Entre as doenças de menor importância estão a mancha de Kabatiella e a podridão do colmo causada por Rhizoctonia solani, que pode ser um grande problema no cultivo de beterraba-açucareira em sucessão ao milho.

Helmintosporiose ou mancha de Exserohilum turcicum

A helmintosporiose é causada pelo fungo Exserohilum turcicum (forma sexuada Setosphaeria turcica). Na América do Sul, perdas provocadas pela doença podem chegar a 40% quando o cultivo é realizado em regiões com clima favorável à sua ocorrência e com alto índice de inóculo (Rossi et al., 2010, Cota et al., 2013). Na Alemanha, perdas de 10% a 30% podem ocorrer de acordo com o nível de resistência das cultivares utilizadas (BVL, 2020).
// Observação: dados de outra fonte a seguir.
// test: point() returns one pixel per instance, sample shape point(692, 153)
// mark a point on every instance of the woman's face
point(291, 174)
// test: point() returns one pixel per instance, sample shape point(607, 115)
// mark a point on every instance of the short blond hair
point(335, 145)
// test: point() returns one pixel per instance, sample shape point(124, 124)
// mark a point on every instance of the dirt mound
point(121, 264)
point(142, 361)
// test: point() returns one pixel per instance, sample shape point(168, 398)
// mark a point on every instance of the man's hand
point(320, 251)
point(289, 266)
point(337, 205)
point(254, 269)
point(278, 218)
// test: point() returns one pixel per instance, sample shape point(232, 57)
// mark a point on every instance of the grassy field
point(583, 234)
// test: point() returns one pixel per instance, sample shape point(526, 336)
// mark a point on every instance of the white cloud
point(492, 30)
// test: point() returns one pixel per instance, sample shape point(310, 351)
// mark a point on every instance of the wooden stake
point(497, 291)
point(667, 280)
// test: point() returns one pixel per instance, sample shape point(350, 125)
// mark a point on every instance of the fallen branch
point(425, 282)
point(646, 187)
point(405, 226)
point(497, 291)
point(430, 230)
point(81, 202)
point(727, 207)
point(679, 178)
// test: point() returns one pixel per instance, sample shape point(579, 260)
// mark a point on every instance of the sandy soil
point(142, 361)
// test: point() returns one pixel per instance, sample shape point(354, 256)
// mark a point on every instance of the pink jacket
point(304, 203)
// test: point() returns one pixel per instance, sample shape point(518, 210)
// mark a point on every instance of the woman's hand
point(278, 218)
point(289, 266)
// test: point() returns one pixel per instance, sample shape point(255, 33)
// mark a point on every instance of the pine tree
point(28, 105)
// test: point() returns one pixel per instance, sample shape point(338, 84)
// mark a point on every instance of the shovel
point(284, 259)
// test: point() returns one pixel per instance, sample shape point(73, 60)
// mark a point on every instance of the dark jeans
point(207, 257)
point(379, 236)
As principais formas de controle da doença são o cultivo de variedades resistentes e a aplicação de fungicidas. Atualmente existem 29 fungicidas registrados para controle da doença no Brasil (MAPA-Agrofit, 2020) e apenas um registrado para controle da doença na Alemanha (BVL, 2020). Duas fontes de resistência são conhecidas para o controle dessa doença, a resistência qualitativa e a resistência quantitativa (Figura 5). A resistência qualitativa consiste no uso de genes de resistência tais como os genes Ht1, Ht2, Ht3 e Htn1 (Navarro et al., 2020).

Um estudo realizado com amostras de 2011 e 2012, identificou 11 raças (raça 0, 1, 2, 3, 3N, 13N, 12, 1N, 13, 23 e 123) na Europa. Enquanto na América do Sul, outro estudo recente identificou a presença de 8 raças (raça 0, 1, 2, 3, 3N, 13N e 23N). Na Europa, a frequência de isolados pertencentes a raça 0 (que não conseguem infectar plantas com nenhum dos genes de resistência, ou seja, que não “quebraram” a resistência), é de 44,8% (Hanekamp, 2016). Enquanto na América do Sul essa porcentagem é de 71,7% (Figura 6) (Navarro et al., 2021).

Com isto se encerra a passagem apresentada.